Me Séraphin Ndaot Rembogo, président du CND, le 12 avril 2017 à Angondjé. © D.R.

 

La nouvelle à de quoi surprendre. Pourtant, Me Séraphin Ndaot Rembogo l’assure, il n’y a rien de plus vrai. «Depuis que le CND a été remis en place, c’est-à-dire depuis bientôt deux ans, aucun employé à ce jour n’a perçu le moindre salaire, je dis bien, personne des 50 agents qui ont vraiment frappé à toutes les portes, n’ont perçu ni salaire, ni avance sur salaire, même ceux qui ont été nommés en Conseil des ministres», a déploré le président de l’institution, mercredi 12 avril, profitant de la présence des membres du gouvernement à la cérémonie d’ouverture de la phase politique du dialogue national à Angondjé.

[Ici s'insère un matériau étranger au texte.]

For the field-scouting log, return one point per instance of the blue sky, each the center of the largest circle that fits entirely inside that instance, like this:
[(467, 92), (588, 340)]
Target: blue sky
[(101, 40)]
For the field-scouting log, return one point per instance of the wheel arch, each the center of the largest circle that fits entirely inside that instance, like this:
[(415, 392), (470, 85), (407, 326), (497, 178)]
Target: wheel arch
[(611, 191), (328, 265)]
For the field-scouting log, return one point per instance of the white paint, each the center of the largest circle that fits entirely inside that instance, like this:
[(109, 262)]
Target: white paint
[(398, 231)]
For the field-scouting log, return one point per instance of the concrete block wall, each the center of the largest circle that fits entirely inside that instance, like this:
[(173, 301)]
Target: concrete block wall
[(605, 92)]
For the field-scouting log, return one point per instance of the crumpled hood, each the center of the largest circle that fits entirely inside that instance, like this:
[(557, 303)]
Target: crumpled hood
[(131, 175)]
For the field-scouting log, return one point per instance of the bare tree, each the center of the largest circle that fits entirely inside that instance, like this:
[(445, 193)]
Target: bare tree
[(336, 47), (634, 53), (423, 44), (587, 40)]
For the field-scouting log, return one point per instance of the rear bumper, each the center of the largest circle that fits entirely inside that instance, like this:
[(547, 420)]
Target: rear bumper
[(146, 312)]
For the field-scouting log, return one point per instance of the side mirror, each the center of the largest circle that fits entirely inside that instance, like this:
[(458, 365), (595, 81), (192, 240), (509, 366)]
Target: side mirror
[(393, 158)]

La principale raison de cette situation, il la voit dans le fait que l’administration publique ne soit pas parvenue jusque-là à définir exactement le statut du CND. Tantôt perçue comme une «simple autorité administrative indépendante», tantôt présenté comme une «institution non constitutionnelle», le statut juridique dudit conseil n’a pas été exactement défini jusque-là. «A ce jour, a fait remarquer Me Ndaot Rembogo, les ministères de la Fonction publique et du Budget n’arrivent toujours pas à définir clairement la nature juridique du Conseil national de la démocratie et le statut du personnel qui y travaille». Or, «l’absence de détermination de la nature juridique de cet organe, pose des problèmes qui ont des conséquences sociales importantes».

Pourtant, malgré cette difficile situation aucune grève n’a été déplorée au CND à l’initiative des 50 agents. Le président de l’institution y voit une raison : le «patriotisme» de ces derniers. «Mais pour combien de temps encore ?», s’est inquiété Me Séraphin Ndaot Rembogo, avant d’exhorter les autorités compétentes à regarder «avec objectivité la situation déplorable de ses pères et mères de famille en désarroi».

Si le président est obligé de contenter ses collaborateurs en piochant dans le budget alloué à l’institution, il ne reste pas moins que ce budget n’a jamais été versé intégralement. «En 2015, sur un budget de 600 millions de francs CFA, le CND n’a reçu que 190 millions, soit 29% de cette enveloppe. En 2016, sur un budget de 900 millions, le CND n’a perçu que 320 millions, soit 29% de cette dotation. En 2017, le CND n’a reçu à ce jour que 71 millions, sur une enveloppe prévue de 900 millions de francs.» relate Me Séraphin Ndaot Rembogo.